New York’s Gruzen Samton Architects won the competition for the renovation in 2000, but between then and 2006, the project grew in scope several times from what started as a lobby and courtyard renovation.
“It was through a process of starting and stopping. We would do one phase, they would recognize a need for something bigger, they would go through rounds of fundraising. Then we had to go through an Arts Commission review,” recalls William Singer, a partner at Gruzen Samton. “It helped the client, and helped us push the project even more in terms of quality of design and scope.”
In 2004, the renovation plans won an excellence in design award from the New York City Arts Commission.
In its final reincarnation, the project included complete renovation of the courtyard, complete with different-colored concrete and stainless steel grates over open areaways, a large new cafe with full kitchen facilities, reconfiguration and modern upgrade, with new lighting, flooring and partitions, of all the galleries, a new theater and a flashy new glass facade for the lobby.
A defining goal of the design, explains, Singer, was to recognize El Museo’s venerable neighbors—the Metropolitan Museum of Art and the Guggenheim. As a nod to the banners at those museums, the team added a metal divider with a banner expanded to a large scrim in front of the courtyard to separate the lobby from the street (the courtyard itself remains completely open to the public, with no gates). Meanwhile, the metal wrapping material that angles from the ground and into the north wing of the building was a “gesture to the curvilinear aspect of the Guggenheim.”
While the gallery reconfiguration was mostly standard work, the new floors were a novelty and hard not to immediately notice upon entrance: there’s just nothing like it anywhere else in the city.
“In the Gallery we are using an end-grain four-in by four-in French Hornbeam tile laid out on a 45 degree bias and finished with a matte clear 3-coat sealer. The end-grain figure in the wood, combined with its color and strength, were reasons for its selection—end-grain shows the rings of growth (sapwood/softwood and summerwood/hardwood), the color is generally light, and its strength resists the compression impact of women’s high-heeled shoes,” explains Singer in an e-mail.
“My guys were the guinea pigs on it,” Brothers says, looking down at the floor, without disguising his satisfaction with the result.

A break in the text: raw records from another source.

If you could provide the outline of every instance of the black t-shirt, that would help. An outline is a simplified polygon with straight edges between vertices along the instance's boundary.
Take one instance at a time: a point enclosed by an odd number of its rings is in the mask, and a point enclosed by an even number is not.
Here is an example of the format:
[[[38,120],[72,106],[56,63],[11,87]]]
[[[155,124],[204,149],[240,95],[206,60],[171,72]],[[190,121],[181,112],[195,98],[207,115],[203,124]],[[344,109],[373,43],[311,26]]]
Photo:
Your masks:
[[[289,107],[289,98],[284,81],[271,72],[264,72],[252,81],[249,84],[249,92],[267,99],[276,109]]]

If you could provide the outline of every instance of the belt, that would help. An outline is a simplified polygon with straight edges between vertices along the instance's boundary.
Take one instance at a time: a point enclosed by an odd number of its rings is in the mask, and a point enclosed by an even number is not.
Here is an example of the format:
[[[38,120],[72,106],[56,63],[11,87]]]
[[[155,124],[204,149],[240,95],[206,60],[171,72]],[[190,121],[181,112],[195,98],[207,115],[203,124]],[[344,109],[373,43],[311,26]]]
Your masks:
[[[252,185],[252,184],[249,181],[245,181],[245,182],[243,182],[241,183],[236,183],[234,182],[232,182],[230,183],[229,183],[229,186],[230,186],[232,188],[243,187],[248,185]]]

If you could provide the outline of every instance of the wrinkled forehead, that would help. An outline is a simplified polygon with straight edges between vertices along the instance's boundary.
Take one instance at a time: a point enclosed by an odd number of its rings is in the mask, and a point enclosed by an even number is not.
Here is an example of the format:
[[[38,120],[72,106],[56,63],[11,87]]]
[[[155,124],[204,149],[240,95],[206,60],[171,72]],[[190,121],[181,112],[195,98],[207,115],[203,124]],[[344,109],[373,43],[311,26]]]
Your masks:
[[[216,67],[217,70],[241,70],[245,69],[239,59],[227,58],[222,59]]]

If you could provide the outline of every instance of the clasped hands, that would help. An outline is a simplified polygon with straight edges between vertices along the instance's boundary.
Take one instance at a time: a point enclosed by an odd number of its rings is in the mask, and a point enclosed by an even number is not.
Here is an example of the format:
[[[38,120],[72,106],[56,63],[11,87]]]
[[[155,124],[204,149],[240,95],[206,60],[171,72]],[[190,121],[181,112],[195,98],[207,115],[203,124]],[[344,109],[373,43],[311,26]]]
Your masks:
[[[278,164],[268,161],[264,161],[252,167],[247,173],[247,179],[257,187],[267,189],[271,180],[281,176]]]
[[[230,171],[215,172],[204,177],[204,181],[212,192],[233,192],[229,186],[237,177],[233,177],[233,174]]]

While El Museo did not remain open during the renovation, the fact that the six-story building houses two schools, the Central Park Conservancy, and the Parks Department, among others, made for a crowded work environment nonetheless. Frequent changes, new requests, and a shorter deadline to accommodate the mayor’s re-election bid to the Latino community of the city complicated the project still further.
“On this project, we got squeezed in every angle,” says Brothers. “And still—looks like we’re gonna make it.”